Abdel-Basset Mohamed, Hawash Hossam, Moustafa Nour, Elkomy Osama M
Faculty of Computers and Informatics, Zagazig University, Zagazig, Sharqiyah, 44519, Egypt.
School of Engineering and Information Technology, University of New South Wales @ ADFA, Canberra, ACT 2600, Australia.
Pattern Recognit Lett. 2021 Dec;152:311-319. doi: 10.1016/j.patrec.2021.10.027. Epub 2021 Oct 29.

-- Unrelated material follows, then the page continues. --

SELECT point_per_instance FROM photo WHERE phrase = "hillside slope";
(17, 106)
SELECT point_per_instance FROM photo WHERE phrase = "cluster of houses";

COVID-19 stay threatening the health infrastructure worldwide. Computed tomography (CT) was demonstrated as an informative tool for the recognition, quantification, and diagnosis of this kind of disease. It is urgent to design efficient deep learning (DL) approach to automatically localize and discriminate COVID-19 from other comparable pneumonia on lung CT scans. Thus, this study introduces a novel two-stage DL framework for discriminating COVID-19 from community-acquired pneumonia (CAP) depending on the detected infection region within CT slices. Firstly, a novel U-shaped network is presented to segment the lung area where the infection appears. Then, the concept of transfer learning is applied to the feature extraction network to empower the network capabilities in learning the disease patterns. After that, multi-scale information is captured and pooled via an attention mechanism for powerful classification performance. Thirdly, we propose an infection prediction module that use the infection location to guide the classification decision and hence provides interpretable classification decision. Finally, the proposed model was evaluated on public datasets and achieved great segmentation and classification performance outperforming the cutting-edge studies.
新冠病毒病(COVID-19)仍在威胁全球卫生基础设施。计算机断层扫描(CT)已被证明是识别、量化和诊断此类疾病的一种信息丰富的工具。迫切需要设计高效的深度学习(DL)方法,以便在肺部CT扫描中自动定位并区分COVID-19与其他类似的肺炎。因此,本研究引入了一种新颖的两阶段DL框架,根据CT切片中检测到的感染区域来区分COVID-19与社区获得性肺炎(CAP)。首先,提出了一种新颖的U型网络来分割出现感染的肺部区域。然后,将迁移学习的概念应用于特征提取网络,以增强网络学习疾病模式的能力。之后,通过注意力机制捕获并汇总多尺度信息,以实现强大的分类性能。第三,我们提出了一个感染预测模块,该模块利用感染位置来指导分类决策,从而提供可解释的分类决策。最后,在公共数据集上对所提出的模型进行了评估,该模型取得了出色的分割和分类性能,优于前沿研究。